「ふぁあ……」
テストが終わって返却も済んだ次の日は、いつも心地良い達成感と安堵感に包まれる。加えて昨日は寝るのが遅くなったから、今朝は少しだけまだ眠たい。欠伸と共に自然に浮かんだ涙を拭いながら、私は菅谷が待ち合わせ場所に来るのを待っていた。E組になってからは一緒に登下校することが前より増えたなぁ。
「叶ー。悪ぃ、お待たせ」
「ん、おはよ」
やっと来た菅谷がひらひらと手を振る。まだ余裕の有る時間とは言え、ちょっとは急いでよね。そんな言葉は再び出た欠伸にかき消された。
「テスト終わったのにまた遅くまで勉強してたのか?」
「ううん別のこと。はいこれ」
「?なに?」
どことなく呆れたように笑う菅谷に否定して、私は鞄からあるものを取り出して渡した。受け取ったそれを一瞥してきょとんとする菅谷に、約束してたご褒美だと説明する。ちなみに何かと言うと、私が作ったクッキー。昨日夜更かしした理由だ。
「えっ……でもいいのかよ?俺50位内入れなかったし」
「今回はフェアじゃなかったもん。だけど、菅谷頑張ってたから」
「……サンキュー、すっげぇ嬉しい」
そう言って、本当に嬉しそうにはにかむ菅谷につられる。それから大事そうに鞄に仕舞おうとする手を慌てて止めた。
「どした?」
「えっとね……一枚だけでいいから今すぐ食べて?」
「なんで?」
「その……前原くんとか、磯貝くん達にも作って来たからもし美味しくなかったら……」
「つまり俺は毒見役かよー」
なんて口を尖らせながらも菅谷は仕舞いかけていたクッキーの包みを開けてくれた。一つ摘んで口の中に入れられる。咀嚼する様子を私はどきどきしながら見ていた。
「うっ……!?」
「えっ!?」
「なーんちゃってー」
「………っ!」
突然口を押さえて前屈みになったので、ものすごく慌てた。そ、そんな!しっかり確認もしたはずなのに!だけど悪戯っぽい笑みを向けられて、私は思わず菅谷の背中をばしばし叩いてやった。

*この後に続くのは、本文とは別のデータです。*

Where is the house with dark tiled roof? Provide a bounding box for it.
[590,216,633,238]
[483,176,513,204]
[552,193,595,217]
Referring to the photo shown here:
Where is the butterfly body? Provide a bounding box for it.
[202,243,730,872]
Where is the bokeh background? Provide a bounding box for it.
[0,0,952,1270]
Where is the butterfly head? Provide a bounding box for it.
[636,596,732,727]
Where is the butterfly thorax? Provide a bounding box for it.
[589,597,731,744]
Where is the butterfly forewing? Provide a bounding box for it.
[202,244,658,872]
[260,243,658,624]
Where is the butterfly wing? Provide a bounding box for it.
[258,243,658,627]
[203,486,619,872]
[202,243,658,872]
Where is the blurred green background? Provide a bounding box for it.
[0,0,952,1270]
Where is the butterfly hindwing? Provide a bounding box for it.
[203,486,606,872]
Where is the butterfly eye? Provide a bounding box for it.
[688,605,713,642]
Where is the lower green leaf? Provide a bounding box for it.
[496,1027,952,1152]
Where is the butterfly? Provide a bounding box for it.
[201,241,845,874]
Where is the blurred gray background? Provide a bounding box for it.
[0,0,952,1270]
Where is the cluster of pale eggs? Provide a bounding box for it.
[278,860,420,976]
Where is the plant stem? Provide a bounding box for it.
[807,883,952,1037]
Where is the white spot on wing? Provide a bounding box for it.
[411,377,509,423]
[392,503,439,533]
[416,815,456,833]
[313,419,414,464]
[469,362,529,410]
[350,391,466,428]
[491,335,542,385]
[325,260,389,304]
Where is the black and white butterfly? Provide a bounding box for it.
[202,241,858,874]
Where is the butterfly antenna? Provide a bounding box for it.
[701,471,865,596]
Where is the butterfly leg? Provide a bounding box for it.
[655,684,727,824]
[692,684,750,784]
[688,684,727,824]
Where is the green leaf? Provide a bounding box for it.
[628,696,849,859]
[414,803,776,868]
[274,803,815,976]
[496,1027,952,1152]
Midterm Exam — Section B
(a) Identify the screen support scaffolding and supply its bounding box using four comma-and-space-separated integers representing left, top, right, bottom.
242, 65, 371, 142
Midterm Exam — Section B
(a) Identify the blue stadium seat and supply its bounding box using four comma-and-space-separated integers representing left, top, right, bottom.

「いてててっ、悪い旨かったって!」なんて聞こえるけど、知らない!置いて行ってやる!
学校に着いてから、カルマくんに約束していた分をこっそり渡すことには成功した。だけど前原くんと磯貝くんには渡せないままお昼休みになってしまった。ご飯を急いで食べて校舎裏で二人を待つ。前原くん達のことは、今朝のお詫びにと菅谷が呼んで来てくれることになっている。
「生駒さーん?」
「!っあ、ごめんなさい、わざわざ呼び出しちゃって」
「いや、いいよ。どうかしたの?」
後ろから声を掛けられて、びっくりした弾みで持っていた袋がぐしゃりと音を立てる。慌てて直しながら振り向くと、前原くんと磯貝くんは不思議そうに首を傾げていた。手作りのクッキーですと渡してもピンときていないようなので、言っていたテストのご褒美だと付け足した。すると、磯貝くんが「約束通り50位内には入れなかったのに」と申し訳なさそうな顔をするので、今朝菅谷に言った言葉を繰り返した。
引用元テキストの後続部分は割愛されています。